Surpass or bypass? The fuss about Bar Council’s decision

The Bangladesh Bar Council administers a three stage enrolment exam approximately every two years to allow fresh law graduates to start practising in the Court. Passing all three exam is one of the major requirements besides the need for the candidate to be a citizen of Bangladesh and is minimum twenty-one years old having a law degree. In order to practice before a higher court, one needs the permission to appear in front of the subordinate court first and practise for two years. He/she then needs to appear for another two stage enrolment exam for the High Court upon passing which, he/she will be eligible for practice.

These requirements are laid down in the Bangladesh Legal Practitioners and Bar Council Order 1972. However subject to certain exceptions included in the same law, requirements needed to practice before the High Court are somewhat relaxed. These rules are less known as very little or no applications as such has been given by any person. But lack of usage does not invalidate its existence.

The Bangladesh Legal Practitioners and Bar Council Order 1972 allows Bangladeshi born lawyers having practising license in a foreign country to practise directly at the High Court. This can be done via a notification of an official Gazette by the Government. Article 21(1) of the Order also tells us that any person having the requisite legal training may also be exempted from the requirements to appear before the High Court.

Moreover Article 65A of the Order states that the requirement of 2 years practise at the subordinate court may be dispensed if the enrolled Advocate was called to the UK Bar or obtained a higher 2nd class in LL.M.

Recently there was a huge fuss about a person being permitted by the Bar Council to practice in the High Court Division of the Bangladesh Supreme Court without having to pass the thee stage enrolment exam mentioned above. He happens to have completed the Bar course from New Zealand. This seemingly intelligent person simply applied the law in his favour. He satisfied the grounds laid down in Article 21(1) of the Order and there are no reasons why he should be barred to practice. But this idea of his backfired to a national level.

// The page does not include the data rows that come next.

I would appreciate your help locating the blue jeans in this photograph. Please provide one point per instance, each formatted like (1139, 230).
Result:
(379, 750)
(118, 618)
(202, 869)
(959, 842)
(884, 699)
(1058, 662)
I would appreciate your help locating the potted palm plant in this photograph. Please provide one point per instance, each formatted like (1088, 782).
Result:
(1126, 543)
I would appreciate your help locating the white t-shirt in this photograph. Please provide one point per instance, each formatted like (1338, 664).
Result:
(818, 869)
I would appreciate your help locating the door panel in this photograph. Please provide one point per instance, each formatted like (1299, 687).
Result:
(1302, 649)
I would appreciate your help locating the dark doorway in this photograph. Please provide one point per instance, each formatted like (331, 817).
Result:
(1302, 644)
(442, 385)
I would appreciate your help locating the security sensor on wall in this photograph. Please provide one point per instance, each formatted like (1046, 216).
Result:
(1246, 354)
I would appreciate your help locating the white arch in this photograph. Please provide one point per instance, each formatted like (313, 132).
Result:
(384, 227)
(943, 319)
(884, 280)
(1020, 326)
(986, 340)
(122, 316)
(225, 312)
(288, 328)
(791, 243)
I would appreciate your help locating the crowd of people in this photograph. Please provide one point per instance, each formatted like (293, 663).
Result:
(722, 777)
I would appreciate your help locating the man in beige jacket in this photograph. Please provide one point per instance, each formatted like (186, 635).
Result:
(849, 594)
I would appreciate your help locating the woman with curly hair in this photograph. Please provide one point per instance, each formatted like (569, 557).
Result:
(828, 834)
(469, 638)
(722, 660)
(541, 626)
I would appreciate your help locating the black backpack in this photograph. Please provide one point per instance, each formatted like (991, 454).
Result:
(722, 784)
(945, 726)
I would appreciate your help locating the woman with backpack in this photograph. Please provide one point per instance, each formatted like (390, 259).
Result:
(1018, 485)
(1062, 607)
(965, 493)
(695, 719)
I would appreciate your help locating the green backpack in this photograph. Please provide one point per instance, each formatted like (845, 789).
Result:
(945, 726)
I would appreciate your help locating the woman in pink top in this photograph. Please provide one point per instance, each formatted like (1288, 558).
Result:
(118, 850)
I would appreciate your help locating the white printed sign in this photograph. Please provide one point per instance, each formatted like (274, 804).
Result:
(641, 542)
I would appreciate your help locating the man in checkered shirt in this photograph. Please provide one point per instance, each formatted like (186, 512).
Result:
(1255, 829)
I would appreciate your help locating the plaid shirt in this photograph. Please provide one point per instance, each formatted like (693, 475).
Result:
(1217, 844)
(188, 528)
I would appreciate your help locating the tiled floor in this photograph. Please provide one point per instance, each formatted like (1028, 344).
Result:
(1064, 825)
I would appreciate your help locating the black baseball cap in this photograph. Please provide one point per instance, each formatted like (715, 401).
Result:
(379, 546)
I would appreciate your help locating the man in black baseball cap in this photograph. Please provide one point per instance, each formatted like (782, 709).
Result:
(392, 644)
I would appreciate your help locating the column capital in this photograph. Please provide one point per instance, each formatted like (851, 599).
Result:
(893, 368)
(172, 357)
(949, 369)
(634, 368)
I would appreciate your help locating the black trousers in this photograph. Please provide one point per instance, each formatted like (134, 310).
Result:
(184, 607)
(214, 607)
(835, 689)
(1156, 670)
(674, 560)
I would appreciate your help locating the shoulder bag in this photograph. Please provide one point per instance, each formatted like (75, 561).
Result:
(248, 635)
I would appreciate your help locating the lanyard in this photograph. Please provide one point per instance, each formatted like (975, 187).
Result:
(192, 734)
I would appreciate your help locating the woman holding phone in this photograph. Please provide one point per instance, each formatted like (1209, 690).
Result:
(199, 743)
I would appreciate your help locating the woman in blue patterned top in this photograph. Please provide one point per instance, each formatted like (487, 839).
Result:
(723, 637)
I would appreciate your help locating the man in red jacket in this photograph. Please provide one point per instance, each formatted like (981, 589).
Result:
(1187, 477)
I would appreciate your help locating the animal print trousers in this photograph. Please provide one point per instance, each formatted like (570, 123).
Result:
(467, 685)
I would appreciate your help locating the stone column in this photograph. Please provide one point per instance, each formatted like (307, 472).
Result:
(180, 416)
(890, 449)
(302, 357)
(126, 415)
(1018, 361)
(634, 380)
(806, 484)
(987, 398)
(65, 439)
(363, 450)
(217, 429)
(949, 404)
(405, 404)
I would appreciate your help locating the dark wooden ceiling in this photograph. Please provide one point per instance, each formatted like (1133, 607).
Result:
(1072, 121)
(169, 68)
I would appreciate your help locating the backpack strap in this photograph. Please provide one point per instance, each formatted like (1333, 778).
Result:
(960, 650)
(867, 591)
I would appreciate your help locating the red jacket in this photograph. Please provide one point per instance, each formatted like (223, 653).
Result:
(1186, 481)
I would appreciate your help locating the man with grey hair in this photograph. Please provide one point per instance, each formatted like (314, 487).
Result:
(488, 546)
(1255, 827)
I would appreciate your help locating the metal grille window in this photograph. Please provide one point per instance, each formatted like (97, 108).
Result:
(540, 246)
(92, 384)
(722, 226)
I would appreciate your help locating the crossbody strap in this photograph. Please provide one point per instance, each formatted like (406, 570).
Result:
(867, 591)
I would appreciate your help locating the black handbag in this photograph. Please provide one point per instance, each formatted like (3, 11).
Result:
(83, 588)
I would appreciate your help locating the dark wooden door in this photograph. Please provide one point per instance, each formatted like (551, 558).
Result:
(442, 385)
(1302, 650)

The problem arose due to the timing of such a decision by the Bar. On one side there are almost sixty thousand candidates awaiting their exam for months and on the other, an individual getting unconditionally accepted for the High Court, let alone the Judge’s court, that too without giving any exams. The whole group became furious and poured in their anger. Online news portals cashed in to the opportunity dragging his background, indicating a baseless possibility of abuse of power. A handful of the reputed lawyers filed writ petitions against the decision, challenging the validity of such rule. The High Court quashed their petition upholding the decision of the Bar Council.

The question of whether such a law is valid or not must be analysed in light of our Constitution. Article 27 of the Constitution states that it is a fundamental right for all citizens to be equal before the law, while Article 26 says any law that is inconsistent with the fundamental rights are void. It may be suggested that the Article 21(1) of the Bar Council Order does have a discriminatory effect and conflicts with the Constitution.

A lawyer may have a training from a foreign country but that does not exclude him to abide by the rules of his own country’s jurisdiction. Training or a foreign practise certificate should not be the reason for a law to discriminate or grant an individual legal superiority. Either amend the examination process or repeal such a rule. Therefore, to remove any such confusion, such laws must be clear and unambiguous.